In 2020 the rainy season in South Sudan led to unusual flooding, forcing 856,000 people to leave their homes. Among them, 187,000 in the Ex Lakes State, where Doctors with Africa Cuamm is present as a partner of the South Sudanese Ministry of Health, helping to coordinate the health response. The area was already characterized by internally displaced people (IDPs) settlements due to the outbreak of civil war in 2013. New IDPs started arriving, exponentially increasing the catchment population and furtherly burdening the already fragile health system.
“Doctors with Africa CUAMM with the support of South Sudan Humanitarian Fund (SSHF), started an emergency response on the 16th of November 2020 with the aim of restoring and strengthening the capacity of selected health facilities to provide health and nutrition services, especially those in the areas with a great number of IDPs: Rumbek Centre, Rumbek East, Yirol East and Awerial” – tells Samuel, SSHF project manager–. “In particular, the only Awerial County counted 70,000 IDPS seeking for protection and safety. The only governmental health facility providing health and nutritional services in Mingkaman town was overcrowded”- continues Samuel -.
Therefore, Mobile Health Teams have been established along with the training of community health workers (CHWs) and community nutrition volunteers (CNV) to sensitize and support the affected population. Moreover, in Awerial County the SSHF project sustains mothers-to-mothers support groups that include women of any age who meet to learn and discuss about issues of infant and child nutrition, particularly the root causes of malnutrition among children under 5. CUAMM selected 180 mothers from 9 IDP locations and Mary is one them.

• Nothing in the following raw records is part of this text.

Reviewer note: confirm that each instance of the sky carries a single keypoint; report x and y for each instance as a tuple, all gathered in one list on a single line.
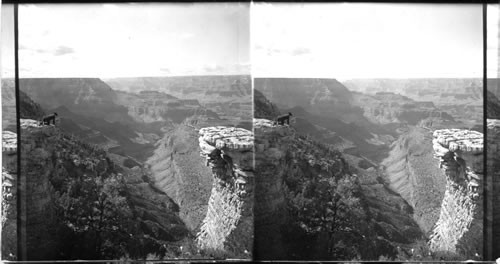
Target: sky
[(356, 40), (7, 41), (133, 40), (492, 36)]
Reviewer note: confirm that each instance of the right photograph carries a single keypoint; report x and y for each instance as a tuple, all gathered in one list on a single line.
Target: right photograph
[(369, 131)]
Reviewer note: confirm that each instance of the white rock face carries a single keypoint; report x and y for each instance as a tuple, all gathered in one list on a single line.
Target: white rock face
[(459, 228), (228, 225)]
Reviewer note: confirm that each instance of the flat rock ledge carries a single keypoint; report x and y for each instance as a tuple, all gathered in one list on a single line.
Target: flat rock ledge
[(9, 142), (452, 140), (221, 137)]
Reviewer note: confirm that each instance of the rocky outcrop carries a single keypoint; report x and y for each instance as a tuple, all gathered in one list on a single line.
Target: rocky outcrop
[(8, 104), (460, 225), (493, 188), (38, 215), (9, 196), (263, 107), (53, 163), (228, 225), (270, 203)]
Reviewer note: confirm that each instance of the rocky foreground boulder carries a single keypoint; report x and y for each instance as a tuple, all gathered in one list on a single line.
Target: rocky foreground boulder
[(460, 225), (228, 225)]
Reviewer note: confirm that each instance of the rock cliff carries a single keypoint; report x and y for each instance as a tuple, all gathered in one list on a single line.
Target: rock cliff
[(493, 188), (9, 196), (460, 225), (228, 225), (310, 203), (68, 181)]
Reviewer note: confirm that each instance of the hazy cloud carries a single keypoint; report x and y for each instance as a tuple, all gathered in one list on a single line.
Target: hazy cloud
[(63, 50), (300, 51)]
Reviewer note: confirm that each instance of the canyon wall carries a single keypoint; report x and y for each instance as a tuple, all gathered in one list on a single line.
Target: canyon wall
[(39, 222), (228, 225), (270, 204), (459, 228), (9, 196), (493, 186)]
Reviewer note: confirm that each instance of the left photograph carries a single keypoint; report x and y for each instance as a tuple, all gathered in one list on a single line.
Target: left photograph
[(136, 132)]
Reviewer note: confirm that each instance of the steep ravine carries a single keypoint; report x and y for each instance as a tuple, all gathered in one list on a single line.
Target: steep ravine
[(493, 188), (228, 225), (295, 179), (460, 225), (411, 170), (54, 163)]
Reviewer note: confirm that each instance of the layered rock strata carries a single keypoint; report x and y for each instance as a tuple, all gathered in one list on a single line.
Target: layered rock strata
[(9, 196), (460, 225), (38, 217), (270, 204), (228, 225), (493, 188)]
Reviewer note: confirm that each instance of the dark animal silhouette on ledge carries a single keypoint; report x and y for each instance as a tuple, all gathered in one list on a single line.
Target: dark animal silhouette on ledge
[(49, 118), (280, 120)]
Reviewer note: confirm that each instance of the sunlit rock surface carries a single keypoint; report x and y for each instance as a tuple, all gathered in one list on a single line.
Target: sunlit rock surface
[(9, 196), (493, 188), (228, 225), (460, 225)]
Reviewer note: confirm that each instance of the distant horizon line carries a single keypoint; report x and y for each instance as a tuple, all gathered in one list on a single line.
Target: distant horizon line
[(260, 77)]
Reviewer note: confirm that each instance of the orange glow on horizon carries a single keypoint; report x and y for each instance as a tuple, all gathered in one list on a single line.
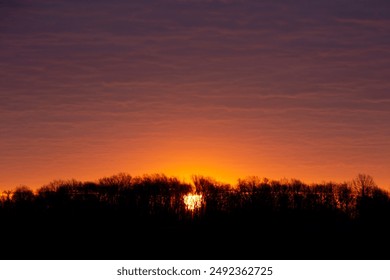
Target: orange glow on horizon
[(193, 201)]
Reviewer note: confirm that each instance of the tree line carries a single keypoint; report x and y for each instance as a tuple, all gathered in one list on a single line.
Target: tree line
[(151, 210)]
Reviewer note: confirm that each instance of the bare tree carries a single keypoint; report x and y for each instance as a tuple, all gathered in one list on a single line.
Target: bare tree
[(363, 183)]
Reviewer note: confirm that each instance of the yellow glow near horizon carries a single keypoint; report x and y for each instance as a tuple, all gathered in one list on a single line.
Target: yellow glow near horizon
[(193, 201)]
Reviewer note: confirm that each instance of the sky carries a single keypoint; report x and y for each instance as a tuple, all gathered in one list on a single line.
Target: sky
[(220, 88)]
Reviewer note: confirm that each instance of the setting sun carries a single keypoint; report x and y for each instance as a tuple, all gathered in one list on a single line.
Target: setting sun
[(193, 201)]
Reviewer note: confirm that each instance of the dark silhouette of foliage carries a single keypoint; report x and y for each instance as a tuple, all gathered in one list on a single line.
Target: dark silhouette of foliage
[(146, 217)]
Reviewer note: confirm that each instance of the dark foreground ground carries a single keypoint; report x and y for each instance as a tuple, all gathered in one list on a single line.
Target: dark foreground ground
[(120, 238)]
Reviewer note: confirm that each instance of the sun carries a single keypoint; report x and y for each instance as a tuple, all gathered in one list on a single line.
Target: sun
[(193, 201)]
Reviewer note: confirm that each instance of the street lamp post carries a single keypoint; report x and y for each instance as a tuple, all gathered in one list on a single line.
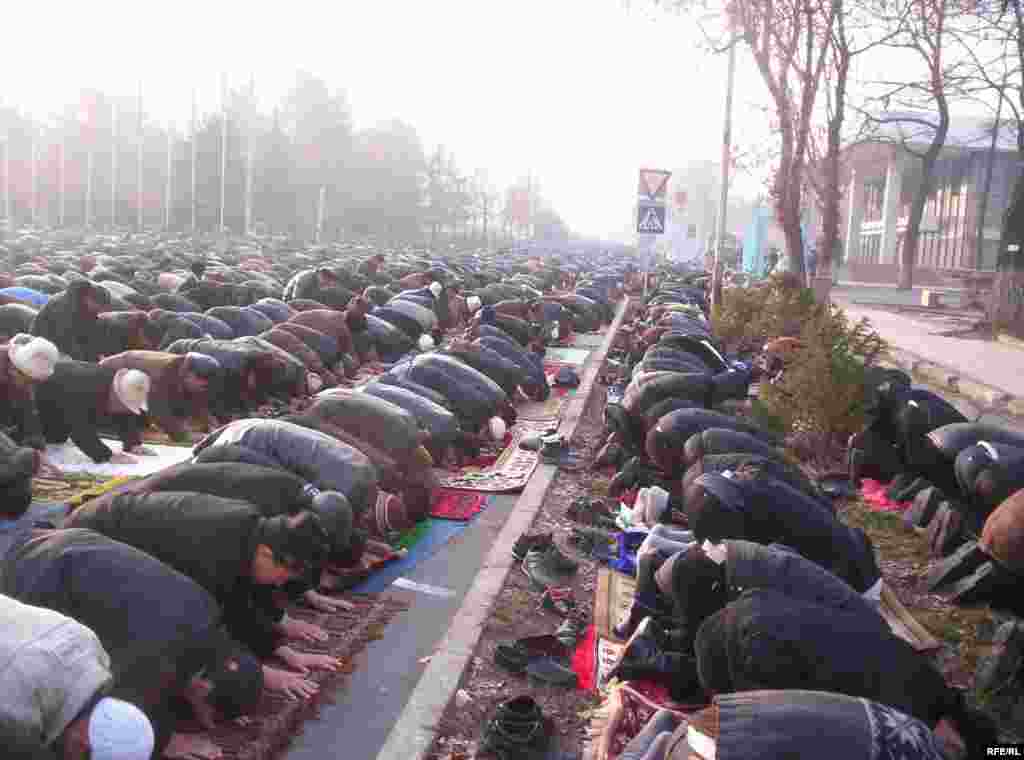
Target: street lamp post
[(723, 201)]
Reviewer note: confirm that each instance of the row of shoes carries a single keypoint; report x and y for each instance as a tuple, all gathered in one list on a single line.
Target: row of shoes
[(519, 730), (545, 659)]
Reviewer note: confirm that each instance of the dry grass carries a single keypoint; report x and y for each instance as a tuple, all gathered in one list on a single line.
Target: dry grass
[(904, 561)]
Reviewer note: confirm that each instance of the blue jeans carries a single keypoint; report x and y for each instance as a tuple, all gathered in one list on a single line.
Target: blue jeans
[(10, 531)]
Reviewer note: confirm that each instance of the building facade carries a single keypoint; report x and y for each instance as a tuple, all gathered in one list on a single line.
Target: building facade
[(881, 180)]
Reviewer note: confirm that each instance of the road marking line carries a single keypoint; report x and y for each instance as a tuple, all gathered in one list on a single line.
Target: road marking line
[(424, 588)]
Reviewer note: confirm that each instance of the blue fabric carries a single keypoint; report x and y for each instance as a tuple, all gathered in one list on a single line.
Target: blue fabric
[(38, 512), (440, 533), (626, 560), (26, 294)]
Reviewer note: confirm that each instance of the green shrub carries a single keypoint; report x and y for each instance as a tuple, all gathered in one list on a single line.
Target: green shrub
[(822, 392), (749, 318)]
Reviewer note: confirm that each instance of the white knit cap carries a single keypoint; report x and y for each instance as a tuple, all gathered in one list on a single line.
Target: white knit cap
[(132, 389), (33, 356), (498, 428), (119, 730)]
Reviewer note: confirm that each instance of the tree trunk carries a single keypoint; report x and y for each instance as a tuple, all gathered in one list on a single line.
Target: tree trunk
[(911, 236), (1007, 307)]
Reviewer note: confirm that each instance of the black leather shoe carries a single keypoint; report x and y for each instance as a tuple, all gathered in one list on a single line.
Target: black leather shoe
[(518, 730), (644, 659)]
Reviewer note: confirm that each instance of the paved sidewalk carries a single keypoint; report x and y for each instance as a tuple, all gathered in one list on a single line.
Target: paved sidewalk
[(982, 361)]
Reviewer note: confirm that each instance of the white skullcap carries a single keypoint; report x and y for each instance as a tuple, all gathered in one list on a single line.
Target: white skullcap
[(119, 730), (33, 356)]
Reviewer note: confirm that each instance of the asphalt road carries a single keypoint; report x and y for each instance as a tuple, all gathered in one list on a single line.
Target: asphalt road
[(356, 725)]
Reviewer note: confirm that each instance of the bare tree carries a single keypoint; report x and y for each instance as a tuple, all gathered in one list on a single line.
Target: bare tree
[(853, 33), (926, 32)]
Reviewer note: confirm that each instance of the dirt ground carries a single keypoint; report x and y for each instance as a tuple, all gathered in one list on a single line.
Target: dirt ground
[(518, 614), (902, 557)]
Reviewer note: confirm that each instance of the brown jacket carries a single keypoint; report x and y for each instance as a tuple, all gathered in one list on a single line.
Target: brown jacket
[(17, 406), (513, 308), (170, 405), (1003, 536), (294, 345), (330, 322)]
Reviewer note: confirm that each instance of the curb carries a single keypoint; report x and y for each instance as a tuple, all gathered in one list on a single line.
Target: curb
[(945, 378), (415, 730)]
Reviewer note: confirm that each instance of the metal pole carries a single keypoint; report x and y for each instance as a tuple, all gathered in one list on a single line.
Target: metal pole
[(723, 201), (320, 213), (983, 202), (34, 199), (249, 157), (64, 174), (88, 188), (6, 180), (139, 161), (223, 146), (170, 180), (193, 195), (115, 155)]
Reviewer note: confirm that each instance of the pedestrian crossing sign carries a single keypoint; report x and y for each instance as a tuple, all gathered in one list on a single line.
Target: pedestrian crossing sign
[(650, 219)]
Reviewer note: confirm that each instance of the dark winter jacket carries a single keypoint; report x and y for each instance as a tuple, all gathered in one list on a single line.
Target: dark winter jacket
[(73, 402), (65, 323), (768, 640), (209, 539), (159, 626), (767, 511), (320, 459), (17, 406)]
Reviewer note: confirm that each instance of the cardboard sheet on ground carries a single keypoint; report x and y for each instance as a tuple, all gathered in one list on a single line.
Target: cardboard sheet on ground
[(574, 356), (588, 340), (614, 595), (72, 459), (433, 540), (508, 474)]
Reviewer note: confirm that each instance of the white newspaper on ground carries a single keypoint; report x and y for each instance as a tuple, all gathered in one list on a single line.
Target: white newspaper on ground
[(70, 458)]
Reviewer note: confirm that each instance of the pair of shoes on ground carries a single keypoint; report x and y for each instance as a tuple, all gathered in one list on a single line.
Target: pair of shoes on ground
[(543, 659), (650, 655), (545, 564), (592, 512)]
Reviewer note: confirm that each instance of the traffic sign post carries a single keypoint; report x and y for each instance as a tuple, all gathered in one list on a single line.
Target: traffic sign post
[(650, 219), (651, 193)]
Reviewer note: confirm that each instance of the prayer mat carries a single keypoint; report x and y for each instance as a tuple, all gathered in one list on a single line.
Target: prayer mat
[(588, 340), (70, 458), (623, 715), (98, 490), (435, 537), (508, 474), (875, 495), (275, 720), (376, 556), (903, 624), (60, 490), (613, 596), (458, 505), (572, 356)]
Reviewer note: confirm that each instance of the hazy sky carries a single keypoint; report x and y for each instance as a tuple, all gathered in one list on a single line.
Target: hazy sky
[(580, 92)]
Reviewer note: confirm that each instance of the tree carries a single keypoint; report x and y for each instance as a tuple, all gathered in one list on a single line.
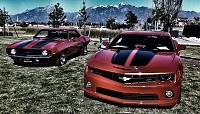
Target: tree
[(57, 16), (110, 23), (84, 16), (167, 11), (131, 19)]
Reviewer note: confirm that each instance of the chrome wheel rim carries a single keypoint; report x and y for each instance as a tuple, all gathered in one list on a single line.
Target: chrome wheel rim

In January 2021, Mary’s child experienced a case of severe malnutrition. “This is the second time in less than two months that my child was diagnosed with severe malnutrition – Mary tells – . He was referred to Mingkaman stabilization centre by one of the members of SSHF mobile nutrition team”. The child was admitted and then successfully recovered. Immediately after, Mary came to know about the Mothers to Mothers Support Group (MtMSG) and she decided to join.
“I’ve really enjoyed the cooking demonstrations where nutritionists “teach” how to cook healthy meals for children, pregnant and lactating women – Mary claims -. I’ve learnt a lot on how to manage under 5 children at risk of malnutrition and, in addition to the common practices, I’ve adopted the daily feeding for my children made of honey mixed with peanut paste or sim-sim paste, according to the availability”.
Mary tells of the fruitful outcome of her experience within the group: a positive experience that has benefited the community too, since she inspired 7 mothers to adopt the same behaviors to take care of themselves and their children. Mary’s testimony is also the demonstration that the most significant change is possible starting from the community, from mothers supporting each other, working hand in hand with the community nutrition volunteers, mobile nutrition teams and all those that are committed every day to improving health, and preventing and fighting malnutrition.